Just add the spirit of the souk to a handful of herbs from the garden for a scintillating taste of Turkey. Skye Gyngell shows how...

Turkish cooking is all about sun-drenched, strong and confident flavours – the cuisine of a country that is warm for most of the year. Olive oil is used liberally, as are lemon juice, herbs, chillies and spices. These are tastes that fill your mouth with both texture and flavour. It is food to eat at this time of year – bold and earthy but undeniably clean and fresh – and these dishes make the most of the wonderful herbs that are once again beginning to grow in the garden.

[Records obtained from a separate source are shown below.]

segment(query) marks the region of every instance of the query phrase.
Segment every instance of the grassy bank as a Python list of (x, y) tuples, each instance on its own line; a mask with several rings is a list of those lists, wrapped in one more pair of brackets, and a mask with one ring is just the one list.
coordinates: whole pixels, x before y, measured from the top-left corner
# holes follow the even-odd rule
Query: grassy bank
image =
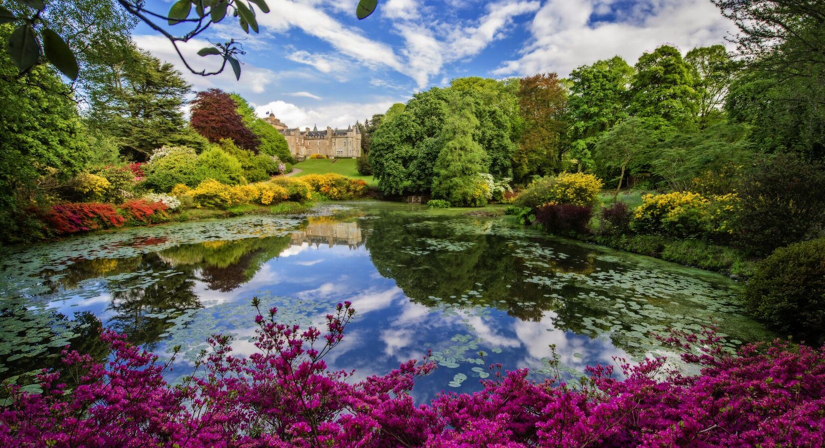
[(306, 175), (323, 175), (326, 173), (337, 173), (339, 175), (359, 179), (366, 182), (370, 187), (378, 186), (378, 180), (371, 175), (361, 175), (358, 173), (355, 159), (338, 159), (338, 161), (332, 163), (335, 159), (307, 159), (298, 162), (293, 166), (301, 170), (295, 177), (300, 177)]

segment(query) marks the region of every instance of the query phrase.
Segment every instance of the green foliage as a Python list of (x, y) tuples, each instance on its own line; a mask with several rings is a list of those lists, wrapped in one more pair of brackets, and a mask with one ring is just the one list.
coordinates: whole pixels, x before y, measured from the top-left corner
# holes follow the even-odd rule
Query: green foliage
[(241, 162), (217, 146), (204, 151), (197, 156), (195, 163), (195, 178), (214, 179), (229, 185), (246, 182)]
[(734, 217), (739, 244), (757, 254), (825, 227), (825, 166), (794, 154), (761, 157), (742, 180)]
[(745, 303), (768, 325), (812, 344), (825, 339), (825, 238), (777, 249), (759, 264)]
[(198, 156), (186, 147), (163, 147), (144, 166), (144, 187), (157, 193), (168, 193), (176, 184), (194, 187), (200, 182), (196, 175)]
[(694, 89), (695, 71), (677, 49), (662, 45), (644, 53), (635, 68), (629, 105), (632, 114), (661, 118), (679, 127), (695, 122), (700, 96)]
[(240, 95), (232, 93), (229, 96), (238, 105), (238, 113), (243, 119), (243, 124), (261, 140), (261, 143), (257, 147), (258, 152), (274, 156), (281, 161), (295, 163), (295, 160), (290, 153), (286, 138), (271, 124), (258, 118), (255, 114), (255, 110)]
[(462, 105), (456, 105), (458, 110), (445, 124), (445, 144), (436, 160), (432, 194), (455, 206), (483, 207), (489, 190), (478, 175), (484, 169), (484, 150), (473, 140), (478, 121)]

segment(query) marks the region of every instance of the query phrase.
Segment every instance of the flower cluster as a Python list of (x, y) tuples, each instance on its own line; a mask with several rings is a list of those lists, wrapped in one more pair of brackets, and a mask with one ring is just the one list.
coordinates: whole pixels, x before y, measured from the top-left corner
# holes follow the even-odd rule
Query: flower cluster
[(361, 198), (367, 192), (366, 182), (360, 179), (351, 179), (336, 173), (323, 175), (307, 175), (301, 176), (316, 191), (332, 200), (346, 200)]
[[(253, 304), (257, 306), (257, 299)], [(673, 332), (664, 343), (703, 369), (684, 376), (662, 358), (587, 369), (580, 385), (557, 373), (502, 371), (474, 394), (417, 405), (416, 380), (435, 368), (409, 361), (351, 383), (324, 357), (341, 343), (349, 303), (326, 331), (278, 323), (259, 310), (248, 358), (213, 336), (192, 375), (172, 386), (172, 363), (106, 332), (106, 364), (64, 352), (65, 377), (44, 371), (42, 392), (8, 386), (0, 445), (15, 446), (821, 446), (825, 348), (775, 342), (726, 352), (712, 331)], [(552, 365), (559, 367), (558, 357)], [(558, 371), (558, 369), (557, 369)]]

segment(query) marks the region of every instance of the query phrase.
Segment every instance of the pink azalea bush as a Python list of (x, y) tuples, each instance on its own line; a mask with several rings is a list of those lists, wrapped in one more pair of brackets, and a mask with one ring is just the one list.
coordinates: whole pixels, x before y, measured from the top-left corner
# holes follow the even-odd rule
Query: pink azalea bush
[[(256, 303), (257, 306), (257, 303)], [(327, 329), (256, 318), (248, 358), (231, 338), (172, 385), (158, 357), (106, 332), (106, 364), (65, 351), (63, 376), (44, 371), (41, 394), (9, 386), (0, 412), (3, 446), (821, 446), (825, 350), (775, 342), (724, 352), (713, 332), (662, 338), (703, 366), (685, 376), (662, 359), (588, 369), (582, 385), (502, 372), (474, 394), (416, 404), (409, 392), (435, 365), (409, 361), (384, 376), (347, 381), (324, 357), (353, 314), (339, 304)], [(261, 313), (259, 312), (259, 315)], [(695, 349), (700, 347), (701, 349)]]

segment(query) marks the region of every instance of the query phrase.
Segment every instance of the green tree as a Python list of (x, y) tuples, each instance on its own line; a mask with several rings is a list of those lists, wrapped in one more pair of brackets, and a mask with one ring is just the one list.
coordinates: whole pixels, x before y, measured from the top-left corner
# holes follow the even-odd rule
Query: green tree
[(517, 96), (524, 129), (513, 155), (513, 176), (524, 182), (559, 167), (568, 127), (567, 92), (555, 73), (542, 73), (522, 78)]
[(484, 172), (484, 150), (473, 140), (478, 120), (469, 101), (456, 100), (444, 125), (444, 147), (438, 154), (432, 181), (432, 195), (455, 206), (479, 207), (487, 203), (478, 194), (478, 174)]
[(112, 136), (123, 155), (144, 161), (163, 145), (186, 142), (178, 134), (187, 133), (182, 106), (191, 86), (171, 63), (132, 48), (87, 84), (89, 125)]
[(625, 175), (647, 168), (651, 153), (674, 131), (663, 119), (634, 117), (616, 124), (599, 139), (596, 145), (598, 162), (620, 170), (614, 198), (619, 195)]
[(662, 45), (644, 53), (636, 63), (629, 111), (639, 117), (662, 117), (679, 127), (690, 127), (699, 110), (694, 70), (679, 50)]
[(243, 96), (237, 93), (229, 94), (229, 96), (238, 105), (238, 113), (243, 119), (243, 124), (261, 140), (261, 143), (257, 147), (258, 152), (275, 156), (281, 161), (295, 163), (295, 158), (290, 153), (290, 147), (286, 142), (286, 138), (271, 124), (255, 114), (255, 110)]
[(592, 166), (593, 148), (601, 135), (627, 119), (633, 75), (634, 68), (619, 56), (582, 65), (570, 73), (571, 157), (578, 161), (580, 170)]
[(699, 127), (705, 128), (721, 115), (735, 64), (728, 50), (719, 44), (695, 48), (685, 55), (685, 62), (695, 70)]

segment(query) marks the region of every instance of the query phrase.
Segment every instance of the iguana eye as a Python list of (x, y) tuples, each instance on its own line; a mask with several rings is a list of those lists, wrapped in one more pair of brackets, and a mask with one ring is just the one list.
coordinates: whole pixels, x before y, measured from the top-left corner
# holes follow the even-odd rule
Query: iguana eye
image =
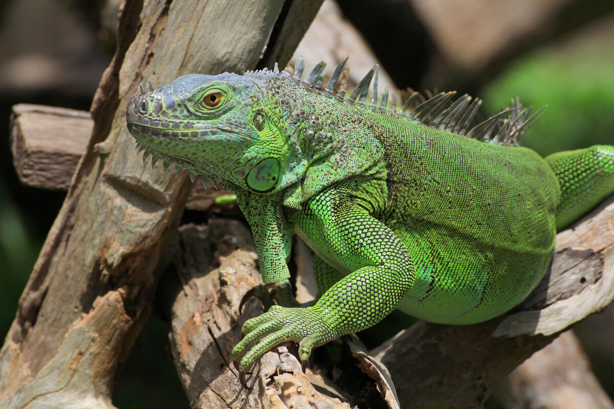
[(222, 93), (211, 93), (207, 94), (203, 98), (203, 102), (209, 108), (215, 108), (222, 102)]

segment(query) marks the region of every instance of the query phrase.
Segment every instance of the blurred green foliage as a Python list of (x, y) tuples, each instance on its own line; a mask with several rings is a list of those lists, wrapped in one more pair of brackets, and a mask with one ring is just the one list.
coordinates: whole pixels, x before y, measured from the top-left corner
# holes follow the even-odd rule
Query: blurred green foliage
[(542, 155), (614, 143), (614, 41), (578, 39), (515, 61), (481, 93), (484, 111), (516, 95), (524, 106), (548, 105), (523, 138)]
[(17, 301), (42, 245), (28, 234), (23, 215), (0, 178), (0, 337), (2, 340), (15, 318)]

Skye Gyngell is head chef at Petersham Gardens, Church Lane, Richmond, Surrey, tel: 020 8605 3627, petershamnurseries.com

Lamb shanks with rice and cinnamon

The warmth of the spices in this dish are counterbalanced by the lemon juice and mint. Make it in advance if you like, as it is almost better when reheated – just add the rice upon reheating.

Serves 4

4 lamb shanks, trimmed of all fat
Sea salt and freshly ground pepper
1 tsp extra-virgin olive oil
2 red onions, peeled and finely sliced
2 small green chillies, deseeded and chopped
1 tsp fennel seeds
2 sticks of cinnamon
1/2 tsp cumin seeds
1/2 tsp coriander seeds
3 cloves of garlic, peeled and chopped
3 carrots, peeled and chopped into generous pieces
3 fresh bay leaves
1 litre/13/4 pints chicken stock
150g/5oz short-grain rice
A pinch of salt
1 bunch of mint, leaves only
The juice of half a lemon

Season the meat generously. Place a large pan on a medium heat and add a tablespoon of oil. When the oil is hot, add the lamb and brown well all over. This will take about 15 minutes. Remove the shanks and set aside in a warm place. Pour off any fat from the pan, turn down the heat slightly and add the onions, spices, garlic, carrots and bay. Cook gently, stirring now and then, until the onions are soft. Return the meat to the pan, pour over the stock, place a lid on and turn the heat to low. Cook very gently for an hour and a half. Check now and then to ensure the liquid has not evaporated too much; if it has, add a little water, return the lid and continue cooking. Add the rice and cook for 20 minutes more; it should retain a little bite. Taste, and adjust the seasoning; a good pinch of salt brings out all the spicy flavours. Then add the mint, squeeze over the lemon juice and serve. '

Broad beans with yoghurt and dill

Broad beans are a staple in the Middle East and are glorious at this time of year. Sweet, young broad beans need not be double-podded – their outer skin is still soft and not woody, as they are towards the end of their season. This is a simple recipe – delicious as part of a mezze plate or lovely as a little side-dish, perhaps with the lamb shanks from page 29.

Serves 2

250g/8oz broad beans
40ml/11/2fl oz fruity extra-virgin olive oil
Sea salt
1 medium-sized bunch of dill
The juice of half a lemon
150ml/5fl oz thick Greek-style yoghurt
1 small pinch of sweet paprika

Start by podding the broad beans, and place a pot of well-salted water on to boil. Once the water is boiling, add the beans and cook for one minute, then drain and place in a bowl. Pour over the olive oil while the beans are still warm, season with a little salt and toss together well. Chop the dill finely, scatter over the beans, and squeeze over the lemon juice. Place in a serving bowl and spoon over the yoghurt, then gently, and with restraint, sprinkle over the paprika, and serve. '

Tomato, grated egg and slow-cooked chard

This salad cleans the palate nicely. Serve before, after or alongside the lamb dish.

Serves 2

4 leaves of Swiss chard
4 tbsp extra-virgin olive oil
Salt and pepper
1 head of endive
2 slightly green tomatoes, sliced into eighth-of-an-inch rounds
1 hard-boiled egg
12 small black olives, stones removed
The juice of one lemon

Start by placing a pot of well-salted water on to boil. Rinse the chard under running water to remove any dirt and chop into rough one- to two-inch slices. Once the water is boiling, add the chard and cook for three minutes. Drain and allow to cool. When the chard is at room temperature, chop finely and place in a saucepan with a tablespoon of the oil. Season with salt and pepper, set over a low heat and cook, stirring every now and then for 30 minutes or until the chard is soft and dark. Remove from the heat and allow to cool.

Wash the endive and remove the outer leaves, then slice into half-inch pieces and place in a bowl with the slices of tomato. Peel and grate the egg and add to the bowl, scatter over the chard and olives and dress with the rest of the olive oil and lemon juice, season with salt and freshly ground pepper, and toss together until all the ingredients are well coated with the oil. Arrange on a large plate and serve.